Elizabeth Rochon and her team also shifted their approach to care and research. Rochon is a professor of speech language pathology, who has worked with colleagues in Alberta, Germany and Austria to develop an app to help people with aphasia who are having difficulty with word-finding.

Aphasia is a language disorder that makes it hard to produce and process speech. It affects about one-third of people who survive a stroke.

Rochon’s team intended to enroll participants in their study of the app in the spring, then meet to set them up in person. But, after the pandemic hit, the researchers shifted their plan and spent the summer developing, modifying and testing tools for use online.

“We work with people who have difficulty communicating and might not be able to express themselves,” says Rochon, who is also a member of the RSI and associate director, scientific at KITE Research Institute, Toronto Rehab. “They might also have motor problems as a result of their stroke and motor abilities are usually necessary for computer use, so we needed to take these considerations into account.”

Working from the isolation of their own homes, Rochon’s group developed ‘cheat sheets’ with a combination of symbols and words that might help someone use the app on a tablet. They also created manuals with visuals and text to help people navigate the video conferencing platforms.

“One upside is that we may be able to include people who live beyond the Greater Toronto Area in our study, whereas originally we conceived it as an in-person project,” says Rochon.

Although a few studies had shown success with remotely delivered therapy, Rochon says there hadn’t been much of a push toward tele-rehab for speech-language pathology services.

“There’s a need for it, but we don’t always know if the results are going to be the same as they would have been in face-to-face settings,” says Rochon. “Like with other data and ongoing studies on COVID, new evidence will emerge.”

Better data will inform the uptake and evolution of virtual services in the future, says another researcher.

Roger Goldstein, a professor of respirology and physical therapy and a member of the RSI, has been seeing patients from other parts of Ontario virtually for about five years.

He specializes in pulmonary rehab for people with chronic obstructive pulmonary disease (COPD), which causes breathing difficulty.
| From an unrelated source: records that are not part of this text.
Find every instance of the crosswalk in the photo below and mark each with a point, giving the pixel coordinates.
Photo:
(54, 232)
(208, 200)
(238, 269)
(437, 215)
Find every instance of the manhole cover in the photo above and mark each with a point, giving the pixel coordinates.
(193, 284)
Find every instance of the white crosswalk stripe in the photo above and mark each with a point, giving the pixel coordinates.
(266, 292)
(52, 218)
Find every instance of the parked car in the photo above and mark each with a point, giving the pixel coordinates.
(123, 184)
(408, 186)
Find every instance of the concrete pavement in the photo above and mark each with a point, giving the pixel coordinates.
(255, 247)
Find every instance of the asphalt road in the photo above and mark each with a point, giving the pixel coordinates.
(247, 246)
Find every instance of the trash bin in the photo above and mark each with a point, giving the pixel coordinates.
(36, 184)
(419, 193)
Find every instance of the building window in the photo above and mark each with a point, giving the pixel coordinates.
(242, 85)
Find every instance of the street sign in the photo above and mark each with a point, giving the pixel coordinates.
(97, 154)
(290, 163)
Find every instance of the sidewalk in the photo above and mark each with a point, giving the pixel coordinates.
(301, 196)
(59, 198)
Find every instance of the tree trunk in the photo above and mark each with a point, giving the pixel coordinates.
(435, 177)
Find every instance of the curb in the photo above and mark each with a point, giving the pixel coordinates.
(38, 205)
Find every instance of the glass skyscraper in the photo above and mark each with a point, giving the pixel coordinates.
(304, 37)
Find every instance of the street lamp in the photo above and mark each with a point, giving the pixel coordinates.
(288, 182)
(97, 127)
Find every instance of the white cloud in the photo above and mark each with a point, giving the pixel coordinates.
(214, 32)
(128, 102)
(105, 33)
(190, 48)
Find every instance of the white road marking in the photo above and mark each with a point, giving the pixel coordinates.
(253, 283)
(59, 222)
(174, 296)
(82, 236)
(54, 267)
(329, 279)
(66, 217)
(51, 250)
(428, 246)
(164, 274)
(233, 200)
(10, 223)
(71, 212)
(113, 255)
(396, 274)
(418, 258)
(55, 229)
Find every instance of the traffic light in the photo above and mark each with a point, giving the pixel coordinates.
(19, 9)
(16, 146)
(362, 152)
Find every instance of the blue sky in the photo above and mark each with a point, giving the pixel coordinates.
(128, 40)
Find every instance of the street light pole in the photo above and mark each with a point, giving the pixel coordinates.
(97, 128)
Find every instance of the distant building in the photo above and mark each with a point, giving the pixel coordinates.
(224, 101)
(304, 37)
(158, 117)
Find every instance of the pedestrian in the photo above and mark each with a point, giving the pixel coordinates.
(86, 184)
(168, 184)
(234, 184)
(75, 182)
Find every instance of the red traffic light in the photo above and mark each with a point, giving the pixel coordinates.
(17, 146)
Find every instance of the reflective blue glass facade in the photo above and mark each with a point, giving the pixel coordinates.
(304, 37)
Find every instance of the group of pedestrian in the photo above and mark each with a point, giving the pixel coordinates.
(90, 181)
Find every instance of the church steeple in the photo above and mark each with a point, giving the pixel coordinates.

“Our objective is to teach people how to improve their exercise capacity and quality of life as well as how to reintegrate to the community in times of duress,” Goldstein says. “Most importantly we ensure that they continue progressing through their program.

“Many patients have expressed how crucial the continuity of care has been throughout the course of the pandemic, amidst their concerns about safety.”

Goldstein is also director of respiratory services at West Park Healthcare Centre, where patients began remote rehabilitation programs in the spring.

The half-hour, semi-weekly classes help people work on flexibility and strength. The centre also designed modules available to help patients better understand and manage their respiratory conditions.

Most patients moved to an online system via Ontario Telemedicine or Zoom in April.

The remaining group – about 40 per cent – said they either weren’t technically proficient or weren’t interested in using a device like a tablet or computer. That cohort used a telephone system to take part in the programs.

Goldstein had previously published work on telemedicine in COPD, but he says the pandemic catapulted work forward in this area out of necessity.

Some of his current research involves defining the best outcome measures when health-care providers can’t see their patients in person. The project is a collaboration with sites in Montreal and Edmonton and involves the creation of an upgraded rehabilitation program, to serve as a Canadian standard.

“We try to answer questions on how best to move the field forward,” Goldstein says. “There are lots of questions now on the timing, the content and the way of delivering rehabilitation.” 

Goldstein, Rochon and Bayley all agree there will always be a need for in-person rehabilitation. But as pandemic-related concerns over face-to-face gatherings subside, they say, some elements of remote care will remain as the new normal.

“I’m excited – I truly believe that with the latest technology, it will revolutionize care,” says Bayley.